During the six months ended June 30, 2017 and 2016, the Company did not grant any stock options.

The Company granted 280,853 and 236,375 shares of restricted stock to various employees during the six months ended June 30, 2017 and 2016, respectively.

In 2014, the Company initiated a performance and market-based stock incentive plan for certain executives that provides vesting based on specific financial and market-based performance measurements. The Company granted 99,933 and 91,612 shares of performance and market-based stock during the six months ended June 30, 2017 and 2016, respectively.

9. Contingencies

In the normal course of business, the Company is subject to potential claims and disputes related to its business, including claims for freight lost or damaged in transit.
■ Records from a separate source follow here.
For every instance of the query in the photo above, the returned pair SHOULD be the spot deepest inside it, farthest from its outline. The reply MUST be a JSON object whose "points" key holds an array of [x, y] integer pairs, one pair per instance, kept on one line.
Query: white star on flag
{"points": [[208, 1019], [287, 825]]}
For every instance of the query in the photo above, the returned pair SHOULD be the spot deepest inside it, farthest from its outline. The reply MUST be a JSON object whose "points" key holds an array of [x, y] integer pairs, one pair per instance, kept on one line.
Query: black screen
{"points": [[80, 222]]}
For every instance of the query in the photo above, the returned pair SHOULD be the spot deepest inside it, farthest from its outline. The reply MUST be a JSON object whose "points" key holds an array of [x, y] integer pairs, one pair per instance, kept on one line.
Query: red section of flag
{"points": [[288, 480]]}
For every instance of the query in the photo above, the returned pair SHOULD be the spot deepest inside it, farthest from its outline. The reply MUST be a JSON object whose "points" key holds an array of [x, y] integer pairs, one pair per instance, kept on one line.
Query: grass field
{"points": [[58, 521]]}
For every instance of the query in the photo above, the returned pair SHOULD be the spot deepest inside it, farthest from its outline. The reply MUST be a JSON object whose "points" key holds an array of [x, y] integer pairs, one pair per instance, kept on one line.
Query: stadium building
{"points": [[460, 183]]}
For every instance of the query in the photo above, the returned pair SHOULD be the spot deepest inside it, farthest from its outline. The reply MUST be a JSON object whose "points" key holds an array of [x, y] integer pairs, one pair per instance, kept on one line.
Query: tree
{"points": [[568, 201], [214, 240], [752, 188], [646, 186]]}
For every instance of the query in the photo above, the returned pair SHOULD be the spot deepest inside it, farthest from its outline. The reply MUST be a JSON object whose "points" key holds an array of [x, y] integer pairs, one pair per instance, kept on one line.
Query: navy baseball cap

Some of these matters may be covered by the Company's insurance and risk management programs or may result in claims or adjustments with the Company's carriers. No such matters are currently expected to have a material adverse effect on the Company's financial position or results of operations.

In July 2016, the Company received an unfavorable appeals assessment regarding a state activity-based tax matter of $1,291,941, including penalties and interest, for the state tax audit period from January 1, 2010 to June 30, 2014. The Company believes the assessment is without merit and is currently defending the Company's position through a formal appeals process. The Company has not recorded any potential loss related to this matter as of June 30, 2017.

10. Long-Term Debt

ABL Facility

On June 1, 2015, the Company and Command, as co-borrowers, entered into a Revolving Credit and Security Agreement (the “Credit Agreement”) with PNC Bank. The Credit Agreement provides for a senior secured revolving credit facility in an initial aggregate principal amount of up to $200 million (the “ABL Facility”). The Company's obligations under the ABL facility are secured, on a first lien priority basis, by certain working capital assets. The initial aggregate principal amount under the ABL Facility may be increased from time to time by an additional $100 million to a maximum aggregate principal amount of $300 million.

Interest is payable at a rate per annum equal to, at the option of the Company, any of the following, plus, in each case, an applicable margin: (a) a base rate determined by reference to the highest of (1) the federal funds effective rate, plus 0.50%, (2) the base commercial lending rate of PNC Bank, National Association and (3) a daily LIBOR rate, plus 1.00%; or (b) a LIBOR rate determined by reference to the costs of funds for deposits in the relevant currency for the interest period relevant to such borrowing adjusted for certain additional costs. The applicable margin is 0.25% to 0.75% for borrowings at the base rate and 1.25% to 1.75% for borrowings at the LIBOR rate, in each case, based on the excess availability under the ABL Facility.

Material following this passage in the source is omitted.